La théorie et la pratique s'opposent souvent sur les marchés financiers. Il y a déjà des désaccords sur des points fondamentaux, par exemple la formation des prix. Si les marchés sont efficients – selon la théorie – les acteurs rationnels veillent à ce que les nouvelles informations soient immédiatement reflétées dans les prix. En revanche, la pratique montre une autre image: même en l'absence de nouvelles (ayant une incidence sur les prix), on observe des fluctuations erratiques. Si l'on fait abstraction de la fable de l'homo œconomicus, qui constitue une prémisse des modèles théoriques, l'hétérogénéité des attentes des acteurs du marché ainsi que l'insuffisance des prévisions contribuent aux caprices des prix.
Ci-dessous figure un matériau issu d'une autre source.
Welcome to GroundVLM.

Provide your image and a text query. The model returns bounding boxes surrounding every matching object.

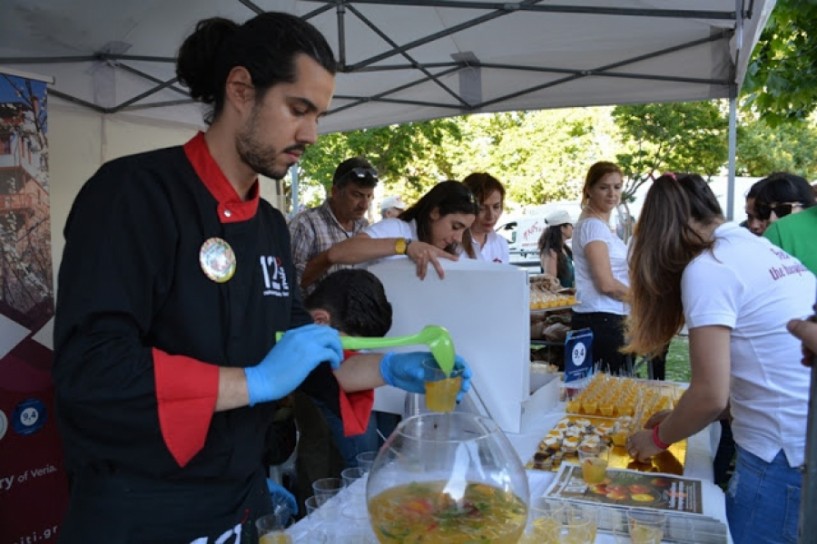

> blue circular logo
[11,399,46,435]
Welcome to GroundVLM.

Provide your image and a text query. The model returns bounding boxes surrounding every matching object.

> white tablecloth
[287,403,726,544]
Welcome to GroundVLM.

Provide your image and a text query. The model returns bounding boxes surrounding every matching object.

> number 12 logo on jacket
[261,255,289,297]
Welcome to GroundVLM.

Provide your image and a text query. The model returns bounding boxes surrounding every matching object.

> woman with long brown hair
[625,174,817,544]
[462,172,511,264]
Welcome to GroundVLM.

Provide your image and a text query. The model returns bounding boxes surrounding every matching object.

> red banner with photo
[0,71,68,544]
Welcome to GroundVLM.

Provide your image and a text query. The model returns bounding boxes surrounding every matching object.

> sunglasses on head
[755,202,803,221]
[344,166,377,179]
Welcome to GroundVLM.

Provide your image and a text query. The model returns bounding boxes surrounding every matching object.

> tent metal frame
[0,0,754,115]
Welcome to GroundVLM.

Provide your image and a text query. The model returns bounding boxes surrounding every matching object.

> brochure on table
[369,257,558,433]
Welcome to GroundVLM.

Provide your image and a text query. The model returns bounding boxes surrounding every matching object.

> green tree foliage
[612,101,728,200]
[735,113,817,179]
[451,108,616,207]
[743,0,817,127]
[299,119,462,206]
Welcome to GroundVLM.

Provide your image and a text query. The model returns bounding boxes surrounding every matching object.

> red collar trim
[184,132,261,223]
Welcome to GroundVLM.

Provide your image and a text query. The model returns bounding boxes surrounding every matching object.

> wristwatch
[394,238,411,255]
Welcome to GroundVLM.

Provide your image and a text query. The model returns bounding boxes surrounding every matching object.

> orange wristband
[652,425,672,450]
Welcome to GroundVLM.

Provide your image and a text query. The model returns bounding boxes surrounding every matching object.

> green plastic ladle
[275,325,456,374]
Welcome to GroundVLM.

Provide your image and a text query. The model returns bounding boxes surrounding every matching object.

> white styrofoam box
[369,258,530,432]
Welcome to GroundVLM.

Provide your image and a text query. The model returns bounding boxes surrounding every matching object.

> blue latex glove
[267,478,298,525]
[380,351,471,402]
[244,324,343,406]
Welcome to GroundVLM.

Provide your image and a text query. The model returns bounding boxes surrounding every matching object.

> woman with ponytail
[625,174,815,544]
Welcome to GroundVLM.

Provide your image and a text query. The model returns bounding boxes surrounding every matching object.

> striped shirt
[289,199,369,295]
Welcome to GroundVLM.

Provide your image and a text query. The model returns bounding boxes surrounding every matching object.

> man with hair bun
[53,13,468,544]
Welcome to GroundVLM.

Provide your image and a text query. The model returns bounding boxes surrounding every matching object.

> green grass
[667,336,689,382]
[636,336,689,382]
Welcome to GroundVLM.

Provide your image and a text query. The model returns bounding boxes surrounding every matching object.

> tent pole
[289,164,300,217]
[726,90,738,221]
[798,360,817,544]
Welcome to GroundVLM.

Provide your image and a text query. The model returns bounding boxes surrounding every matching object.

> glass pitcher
[366,412,529,544]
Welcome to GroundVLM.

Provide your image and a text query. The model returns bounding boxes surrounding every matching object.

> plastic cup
[627,509,667,544]
[423,358,462,412]
[312,478,345,506]
[560,505,599,544]
[255,514,292,544]
[304,495,321,517]
[355,450,377,472]
[340,467,366,487]
[579,445,610,484]
[523,497,565,544]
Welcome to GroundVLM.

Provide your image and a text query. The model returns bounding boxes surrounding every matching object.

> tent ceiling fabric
[0,0,774,132]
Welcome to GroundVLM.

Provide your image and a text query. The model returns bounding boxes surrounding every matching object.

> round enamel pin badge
[199,238,235,283]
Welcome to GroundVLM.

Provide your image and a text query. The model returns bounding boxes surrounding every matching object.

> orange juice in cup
[423,358,462,412]
[579,446,610,484]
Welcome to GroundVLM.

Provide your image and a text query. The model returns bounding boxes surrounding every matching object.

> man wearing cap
[289,157,378,295]
[380,195,406,219]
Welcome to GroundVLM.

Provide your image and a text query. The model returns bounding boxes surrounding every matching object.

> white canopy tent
[0,0,775,217]
[0,0,774,132]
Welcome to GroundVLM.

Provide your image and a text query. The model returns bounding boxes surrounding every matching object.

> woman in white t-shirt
[571,162,631,374]
[302,180,479,282]
[626,175,817,544]
[462,172,511,264]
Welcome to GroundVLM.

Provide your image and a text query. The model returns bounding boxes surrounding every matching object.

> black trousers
[571,312,633,375]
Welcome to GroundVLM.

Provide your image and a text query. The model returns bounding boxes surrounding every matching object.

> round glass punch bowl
[366,412,529,544]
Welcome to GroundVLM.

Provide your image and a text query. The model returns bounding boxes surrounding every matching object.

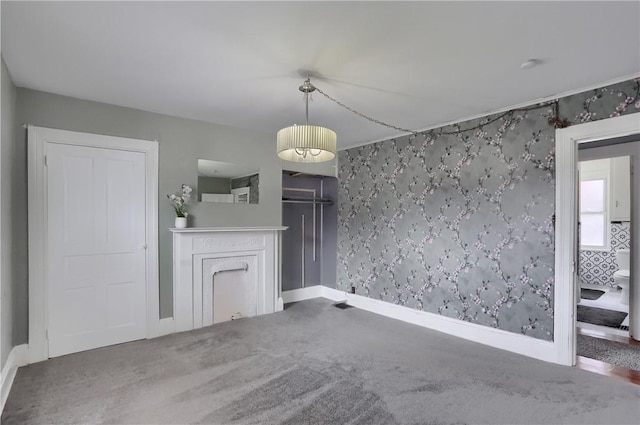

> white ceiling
[1,1,640,148]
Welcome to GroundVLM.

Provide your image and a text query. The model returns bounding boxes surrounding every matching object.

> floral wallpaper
[337,79,640,340]
[579,222,631,288]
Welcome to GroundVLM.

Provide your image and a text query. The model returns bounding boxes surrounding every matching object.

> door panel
[46,143,146,357]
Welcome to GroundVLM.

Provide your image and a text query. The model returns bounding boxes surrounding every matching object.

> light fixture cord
[307,86,418,136]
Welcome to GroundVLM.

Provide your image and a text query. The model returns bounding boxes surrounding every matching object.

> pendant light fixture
[276,78,337,162]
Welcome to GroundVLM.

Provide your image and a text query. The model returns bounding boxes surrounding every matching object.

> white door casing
[554,113,640,366]
[28,125,159,362]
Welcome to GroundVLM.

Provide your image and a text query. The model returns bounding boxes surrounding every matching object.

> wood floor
[576,328,640,385]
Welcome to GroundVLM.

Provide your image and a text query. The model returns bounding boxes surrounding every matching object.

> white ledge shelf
[169,226,288,233]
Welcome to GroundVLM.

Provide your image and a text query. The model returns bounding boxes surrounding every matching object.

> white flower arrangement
[167,184,193,217]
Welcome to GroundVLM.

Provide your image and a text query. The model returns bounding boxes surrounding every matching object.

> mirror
[198,159,260,204]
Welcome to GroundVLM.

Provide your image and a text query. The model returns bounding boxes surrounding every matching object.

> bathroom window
[580,176,609,251]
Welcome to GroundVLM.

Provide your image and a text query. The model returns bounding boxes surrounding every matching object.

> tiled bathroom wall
[579,222,631,287]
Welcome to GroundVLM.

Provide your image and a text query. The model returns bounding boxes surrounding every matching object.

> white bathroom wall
[579,157,631,287]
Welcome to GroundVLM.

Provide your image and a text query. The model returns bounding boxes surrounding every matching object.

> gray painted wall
[12,88,336,343]
[0,59,17,369]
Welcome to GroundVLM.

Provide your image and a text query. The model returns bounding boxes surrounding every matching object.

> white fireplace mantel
[169,226,287,332]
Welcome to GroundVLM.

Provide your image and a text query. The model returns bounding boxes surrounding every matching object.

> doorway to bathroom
[575,139,640,370]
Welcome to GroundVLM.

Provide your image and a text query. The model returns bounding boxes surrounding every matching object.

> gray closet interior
[282,171,338,291]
Que les prix se forment par le mécanisme superficiel de l'offre et de la demande – c’est acquis. Ce qui est essentiel, c'est la raison sous-jacente, à savoir l'anticipation de l'avenir, qui incite les acteurs du marché à agir à des prix correspondants. Les anticipations divergentes des acteurs du marché aboutissent à un prix qui reflète l'expression de l'avenir reconnue par consensus comme la plus probable. Si les attentes changent – même en l'absence de nouvelles (ayant une incidence sur les prix), par exemple si les acteurs du marché adaptent leurs prévisions et agissent en conséquence – le prix d'équilibre change également. Il oscille en permanence, comme un compromis, entre les différentes expressions possibles de l'avenir.
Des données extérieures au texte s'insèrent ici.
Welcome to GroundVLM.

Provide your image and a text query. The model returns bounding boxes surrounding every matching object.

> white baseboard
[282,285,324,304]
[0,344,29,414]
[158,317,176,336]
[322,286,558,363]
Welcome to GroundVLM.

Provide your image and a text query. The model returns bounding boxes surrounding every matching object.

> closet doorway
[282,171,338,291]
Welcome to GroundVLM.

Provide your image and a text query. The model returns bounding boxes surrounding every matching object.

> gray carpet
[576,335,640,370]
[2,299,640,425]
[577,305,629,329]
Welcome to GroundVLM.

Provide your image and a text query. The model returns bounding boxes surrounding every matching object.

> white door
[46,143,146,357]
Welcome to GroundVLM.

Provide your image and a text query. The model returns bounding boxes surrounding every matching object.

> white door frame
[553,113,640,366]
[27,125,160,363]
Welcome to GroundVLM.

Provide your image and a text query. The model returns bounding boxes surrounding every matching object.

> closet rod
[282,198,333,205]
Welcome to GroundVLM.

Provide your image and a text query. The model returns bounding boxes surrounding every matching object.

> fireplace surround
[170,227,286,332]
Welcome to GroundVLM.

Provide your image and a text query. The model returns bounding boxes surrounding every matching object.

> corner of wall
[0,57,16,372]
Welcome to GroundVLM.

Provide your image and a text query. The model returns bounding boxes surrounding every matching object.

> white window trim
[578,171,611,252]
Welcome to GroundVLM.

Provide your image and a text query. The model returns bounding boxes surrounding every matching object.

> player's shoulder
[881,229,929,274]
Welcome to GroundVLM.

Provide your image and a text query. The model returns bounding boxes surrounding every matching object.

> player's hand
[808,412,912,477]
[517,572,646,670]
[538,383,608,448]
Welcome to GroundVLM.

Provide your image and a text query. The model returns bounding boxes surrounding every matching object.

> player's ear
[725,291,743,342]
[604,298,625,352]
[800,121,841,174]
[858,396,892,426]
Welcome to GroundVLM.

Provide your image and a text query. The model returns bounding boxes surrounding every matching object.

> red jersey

Bien entendu, tous les acteurs du marché ne sont pas en mesure de modéliser des scénarios futurs précis. Cet exercice est généralement effectué par des analystes qui ont une influence importante sur la formation du consensus. Néanmoins, chaque investisseur a probablement des attentes futures au moins implicites qui le poussent à agir. Or, ces prévisions – qu'elles soient explicites ou implicites – s’apparentent plutôt à une navigation à l’aveugle.

«Si les prévisions économiques sont si peu fiables, c'est parce qu'elles reposent sur des modèles déterministes, qui ne tiennent pas compte de la réalité», Philip Bold.
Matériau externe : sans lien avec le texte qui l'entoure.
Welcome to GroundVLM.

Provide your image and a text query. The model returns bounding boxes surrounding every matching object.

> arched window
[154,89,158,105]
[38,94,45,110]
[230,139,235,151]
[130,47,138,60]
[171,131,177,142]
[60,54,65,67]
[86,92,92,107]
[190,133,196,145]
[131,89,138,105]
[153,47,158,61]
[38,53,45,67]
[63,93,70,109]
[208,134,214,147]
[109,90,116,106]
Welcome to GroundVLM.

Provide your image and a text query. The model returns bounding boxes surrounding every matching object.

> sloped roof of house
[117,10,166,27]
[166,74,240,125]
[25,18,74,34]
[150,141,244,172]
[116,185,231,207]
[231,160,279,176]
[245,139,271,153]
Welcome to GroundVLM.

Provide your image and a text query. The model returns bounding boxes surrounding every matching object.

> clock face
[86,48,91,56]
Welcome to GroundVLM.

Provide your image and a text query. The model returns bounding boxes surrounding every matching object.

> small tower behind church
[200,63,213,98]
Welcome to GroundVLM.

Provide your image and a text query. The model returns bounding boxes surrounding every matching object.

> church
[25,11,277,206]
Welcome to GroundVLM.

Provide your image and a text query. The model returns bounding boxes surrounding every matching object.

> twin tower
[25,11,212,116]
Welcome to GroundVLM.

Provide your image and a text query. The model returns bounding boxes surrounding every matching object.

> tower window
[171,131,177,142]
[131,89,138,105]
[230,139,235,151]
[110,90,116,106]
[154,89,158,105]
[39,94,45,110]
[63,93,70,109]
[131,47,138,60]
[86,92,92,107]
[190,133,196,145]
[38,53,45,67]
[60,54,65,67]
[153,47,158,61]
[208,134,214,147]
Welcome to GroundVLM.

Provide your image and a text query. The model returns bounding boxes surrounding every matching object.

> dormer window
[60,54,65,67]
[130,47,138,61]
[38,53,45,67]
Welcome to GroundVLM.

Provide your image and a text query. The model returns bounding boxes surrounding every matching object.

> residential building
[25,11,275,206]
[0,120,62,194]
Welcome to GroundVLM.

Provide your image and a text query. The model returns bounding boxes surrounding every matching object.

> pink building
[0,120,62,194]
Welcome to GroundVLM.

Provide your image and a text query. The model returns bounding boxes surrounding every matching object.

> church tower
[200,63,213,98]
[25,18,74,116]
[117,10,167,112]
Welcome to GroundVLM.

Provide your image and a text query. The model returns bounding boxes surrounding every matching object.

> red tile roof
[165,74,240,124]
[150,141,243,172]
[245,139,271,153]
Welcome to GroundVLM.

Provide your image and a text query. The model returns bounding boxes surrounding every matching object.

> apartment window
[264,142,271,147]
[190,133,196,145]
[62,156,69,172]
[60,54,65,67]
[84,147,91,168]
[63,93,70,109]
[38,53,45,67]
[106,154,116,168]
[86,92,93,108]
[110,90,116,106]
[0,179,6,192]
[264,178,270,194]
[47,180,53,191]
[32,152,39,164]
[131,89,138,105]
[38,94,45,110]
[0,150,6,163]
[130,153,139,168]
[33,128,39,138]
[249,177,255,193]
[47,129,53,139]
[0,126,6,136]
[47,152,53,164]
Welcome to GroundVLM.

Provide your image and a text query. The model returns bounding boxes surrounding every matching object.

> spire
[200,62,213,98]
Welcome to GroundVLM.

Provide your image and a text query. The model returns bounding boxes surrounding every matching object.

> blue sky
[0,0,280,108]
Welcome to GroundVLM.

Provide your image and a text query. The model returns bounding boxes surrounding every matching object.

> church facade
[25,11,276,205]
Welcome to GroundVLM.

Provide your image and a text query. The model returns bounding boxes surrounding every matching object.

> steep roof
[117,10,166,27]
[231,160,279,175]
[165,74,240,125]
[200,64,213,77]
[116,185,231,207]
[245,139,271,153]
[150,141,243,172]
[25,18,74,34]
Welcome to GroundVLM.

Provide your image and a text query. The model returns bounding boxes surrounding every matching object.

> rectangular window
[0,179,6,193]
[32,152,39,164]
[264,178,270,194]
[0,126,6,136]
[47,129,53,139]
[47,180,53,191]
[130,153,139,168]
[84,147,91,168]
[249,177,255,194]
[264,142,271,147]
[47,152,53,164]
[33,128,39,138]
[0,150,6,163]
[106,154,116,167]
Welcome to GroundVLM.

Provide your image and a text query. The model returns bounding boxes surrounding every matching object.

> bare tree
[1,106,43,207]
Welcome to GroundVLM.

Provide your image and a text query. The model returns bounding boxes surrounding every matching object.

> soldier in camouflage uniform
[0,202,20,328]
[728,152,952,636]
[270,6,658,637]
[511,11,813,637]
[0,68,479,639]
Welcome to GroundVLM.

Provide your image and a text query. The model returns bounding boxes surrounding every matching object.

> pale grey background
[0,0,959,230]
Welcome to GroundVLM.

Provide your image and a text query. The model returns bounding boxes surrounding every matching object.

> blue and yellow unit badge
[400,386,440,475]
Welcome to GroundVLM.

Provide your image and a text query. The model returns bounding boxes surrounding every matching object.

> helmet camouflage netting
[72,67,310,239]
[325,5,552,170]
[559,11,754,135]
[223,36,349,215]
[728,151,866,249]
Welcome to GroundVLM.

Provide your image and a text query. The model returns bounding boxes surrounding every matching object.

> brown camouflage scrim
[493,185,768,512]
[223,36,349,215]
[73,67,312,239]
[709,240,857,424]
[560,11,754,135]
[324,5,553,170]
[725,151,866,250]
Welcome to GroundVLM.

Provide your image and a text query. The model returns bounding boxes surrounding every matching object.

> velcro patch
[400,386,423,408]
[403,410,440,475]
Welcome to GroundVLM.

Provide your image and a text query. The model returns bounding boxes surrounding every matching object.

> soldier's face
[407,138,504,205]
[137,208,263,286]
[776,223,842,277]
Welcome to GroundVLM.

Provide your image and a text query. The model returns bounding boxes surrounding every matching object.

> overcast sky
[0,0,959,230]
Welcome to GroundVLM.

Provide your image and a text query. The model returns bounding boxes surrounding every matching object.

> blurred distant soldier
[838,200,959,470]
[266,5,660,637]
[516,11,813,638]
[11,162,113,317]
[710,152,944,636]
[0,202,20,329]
L'affirmation de la capacité de prévision vaut à elle seule le coup d'œil. Les prévisions se basent sur des modèles dans lesquels la réalité est réduite à des points et des références essentiels. En économie, les modélisations sont caractérisées par des relations de causalité déterministes. Autrement dit: Une donnée de départ aboutit à un résultat clairement défini. Certes, cela a du sens dans les sciences naturelles, où l’on constate des phénomènes récurrents. Dans la science économique, qui est une science sociale marquée par l'évaluation et l'action humaines, les affirmations de modèles déterministes sont toutefois problématiques. En effet, la modification d'un facteur d'entrée ne modifie pas seulement la sortie de manière monocausale, mais aussi de manière interdépendante les autres facteurs d'entrée ; parfois même, de nouveaux facteurs d'influence apparaissent.

Fixation des prix, investissements, adaptation des produits, interventions réglementaires: toutes les décisions ont des implications pour les concurrents, les fournisseurs, les clients et les investisseurs, qui réagissent à leur tour de manière dynamique aux changements. La réalité est marquée par ces références auto-influentes. Cela modifie les systèmes dans leur ensemble. Dans la modélisation économique, cette dynamique est toutefois limitée par l'hypothèse «ceteris paribus» (toutes choses égales par ailleurs), qui suppose que les conditions marginales restent inchangées. Les acteurs économiques ne se voient pas accorder la capacité d'adaptation et la flexibilité dont ils font preuve dans la réalité. Les prévisions supposent donc une précision qui n'existe pas.

Malgré ces imperfections, les prévisions ne sont pas complètement vaines. Elles offrent des garde-fous pour évaluer le profil risque-opportunité des classes d'actifs et des titres individuels. Non pas comme des estimations ponctuelles, mais comme des orientations. Dans ce contexte, il est d'une part important de conserver un positionnement construit sur des hypothèses solides, même si le bruit à court terme s'y oppose. D'autre part, il est également essentiel de rester flexible et de reconsidérer les positionnements dès que de nouvelles informations remettent en question la thèse de départ de l'investissement. Dans le bruit du marché, dans la lutte pour le «vrai» prix, il y aura toujours des opportunités.